Testing and Validation
Thorough testing is non-negotiable. Simulate various failure scenarios:
- Primary Server Crash: Stop the MySQL process on the primary. Observe Orchestrator's logs and verify that it detects the failure, promotes a replica, and updates ProxySQL (if integrated).

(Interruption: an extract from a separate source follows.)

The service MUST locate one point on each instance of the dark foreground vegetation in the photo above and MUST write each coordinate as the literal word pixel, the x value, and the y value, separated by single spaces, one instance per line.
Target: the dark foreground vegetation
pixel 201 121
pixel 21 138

Check WooCommerce's connectivity.
- Network Partition: Simulate network issues between the primary and replicas.
- Replica Failure: Stop a replica and ensure the remaining replicas continue to function and that the primary is unaffected.
- Orchestrator Node Failure: If Orchestrator is deployed in a highly available manner (e.g., active-passive with a virtual IP or using its built-in clustering), test its failover.
Monitor `Seconds_Behind_Master` on replicas during and after failover. Ensure that the promotion process is swift and that WooCommerce experiences minimal downtime. Document your failover procedures and regularly review them.